Now here we have two dollars. Each says “one dollar.” One is a paper dollar and one is a silver dollar. The paper dollar will get you one quart of gasoline. The silver dollar will get you as much as 12 quarts of gasoline, but they both say “one dollar.” Isn’t a dollar a dollar anymore? The answer is no. It’s not. A silver dollar is worth at least 12 times more than the paper dollar, and of course that is changing dramatically as the paper dollar continues to lose its value.

It’s cause is inflation. It is NOT rising prices. Inflation is an increase in the quantity of currency, so then you should blame the counterfeiter, the government, or the government’s partner the Federal Reserve for flooding the nation with currency. That’s what inflation really is. Rising prices are the effect of inflation. Inflation is an increase in the quantity. You could say that about anything. If a fella found a beach covered with diamonds, and he started to spread the diamonds around the community the value of diamonds would go down.

If you give anybody the power to inflate, he will.

Now if you go to a dictionary today you will probably not get a decent definition; they will equate it with rising prices. In 1957 this dictionary had it correct. It said, “Inflation: An increase in the amount of currency in circulation, resulting in a relatively sharp and sudden fall in its value and a rise in prices.” Note: resulting in rising prices.

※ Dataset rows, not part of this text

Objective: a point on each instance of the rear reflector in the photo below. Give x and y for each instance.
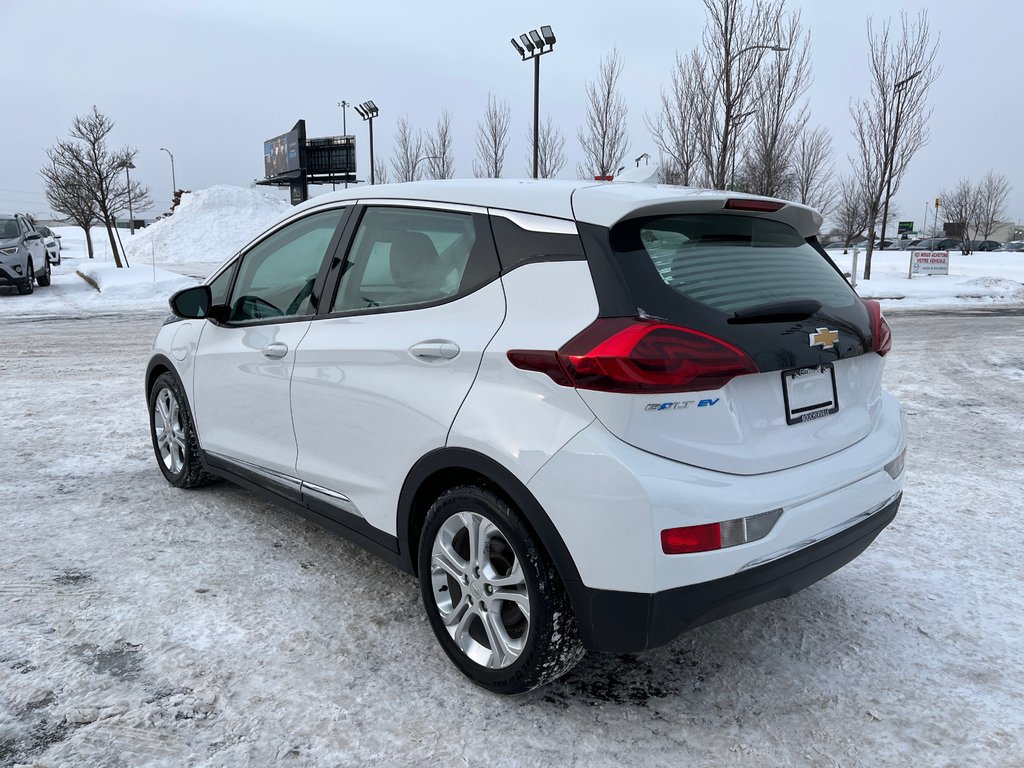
(742, 204)
(630, 354)
(895, 468)
(719, 535)
(882, 335)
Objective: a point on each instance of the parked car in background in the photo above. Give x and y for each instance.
(1014, 245)
(584, 415)
(23, 254)
(52, 243)
(984, 245)
(937, 244)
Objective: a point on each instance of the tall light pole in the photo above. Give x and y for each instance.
(535, 45)
(898, 91)
(131, 216)
(174, 183)
(344, 129)
(368, 111)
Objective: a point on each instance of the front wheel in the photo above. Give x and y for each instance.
(174, 434)
(494, 600)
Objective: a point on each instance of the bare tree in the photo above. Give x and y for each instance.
(93, 170)
(891, 125)
(550, 151)
(675, 127)
(734, 42)
(603, 139)
(992, 193)
(812, 170)
(851, 209)
(960, 210)
(380, 170)
(777, 122)
(493, 139)
(408, 152)
(440, 161)
(67, 194)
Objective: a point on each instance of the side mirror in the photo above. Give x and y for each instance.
(192, 303)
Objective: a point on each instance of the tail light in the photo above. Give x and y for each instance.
(882, 335)
(627, 354)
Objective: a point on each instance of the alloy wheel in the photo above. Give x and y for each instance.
(169, 429)
(479, 590)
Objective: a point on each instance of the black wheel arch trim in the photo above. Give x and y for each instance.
(466, 460)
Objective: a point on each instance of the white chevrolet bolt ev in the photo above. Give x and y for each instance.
(586, 416)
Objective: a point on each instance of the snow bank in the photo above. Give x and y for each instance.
(209, 226)
(139, 284)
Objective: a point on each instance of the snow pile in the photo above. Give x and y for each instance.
(974, 279)
(137, 285)
(208, 226)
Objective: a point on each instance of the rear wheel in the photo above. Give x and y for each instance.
(494, 600)
(26, 286)
(173, 434)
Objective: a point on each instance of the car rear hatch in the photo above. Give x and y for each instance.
(740, 349)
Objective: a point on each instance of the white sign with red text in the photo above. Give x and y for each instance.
(929, 262)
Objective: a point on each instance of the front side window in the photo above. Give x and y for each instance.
(406, 256)
(275, 278)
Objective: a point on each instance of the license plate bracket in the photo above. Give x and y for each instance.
(809, 393)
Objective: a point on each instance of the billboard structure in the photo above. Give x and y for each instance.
(291, 160)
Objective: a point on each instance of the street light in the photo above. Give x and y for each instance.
(174, 184)
(534, 45)
(131, 216)
(344, 129)
(898, 90)
(368, 111)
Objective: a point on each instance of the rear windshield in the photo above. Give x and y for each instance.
(724, 262)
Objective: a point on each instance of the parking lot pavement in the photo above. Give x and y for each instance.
(141, 625)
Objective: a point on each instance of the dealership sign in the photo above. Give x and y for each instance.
(929, 262)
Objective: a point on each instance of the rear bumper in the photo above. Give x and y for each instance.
(631, 622)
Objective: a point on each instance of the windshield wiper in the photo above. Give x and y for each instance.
(782, 311)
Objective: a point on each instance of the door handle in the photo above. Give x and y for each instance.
(274, 351)
(435, 350)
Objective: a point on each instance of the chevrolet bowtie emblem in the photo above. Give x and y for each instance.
(824, 337)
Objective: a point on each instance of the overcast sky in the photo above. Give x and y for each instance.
(212, 79)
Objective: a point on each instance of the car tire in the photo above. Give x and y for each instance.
(494, 599)
(173, 434)
(26, 286)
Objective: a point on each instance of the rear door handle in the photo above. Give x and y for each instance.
(274, 351)
(435, 350)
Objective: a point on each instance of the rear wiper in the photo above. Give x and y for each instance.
(782, 311)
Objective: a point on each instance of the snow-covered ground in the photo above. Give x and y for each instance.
(145, 626)
(212, 224)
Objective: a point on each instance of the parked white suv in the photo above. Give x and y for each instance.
(585, 415)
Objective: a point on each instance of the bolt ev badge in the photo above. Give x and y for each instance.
(824, 337)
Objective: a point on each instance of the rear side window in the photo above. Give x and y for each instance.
(724, 262)
(404, 257)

There are two aspects of inflation that are important. The first is thievery. John Maynard Keynes, a famous British socialist, wrote a book in 1920 and in it he hit the nail on the head. He said, “By a continuous process of inflation, governments can confiscate, secretly and unobserved, an important part of the wealth of their citizens.” How does that happen? Well, let’s give an example. We’ll say that a man in 1945 inherited $10,000. He could have bought a home in 1945 for his $10,000. He didn’t. He put it in the bottom drawer and then 50 years later he found out he couldn’t even put a down payment on a home. So, what happened to the value of his money? It was confiscated, secretly and unobserved by the government and its partner the Federal Reserve.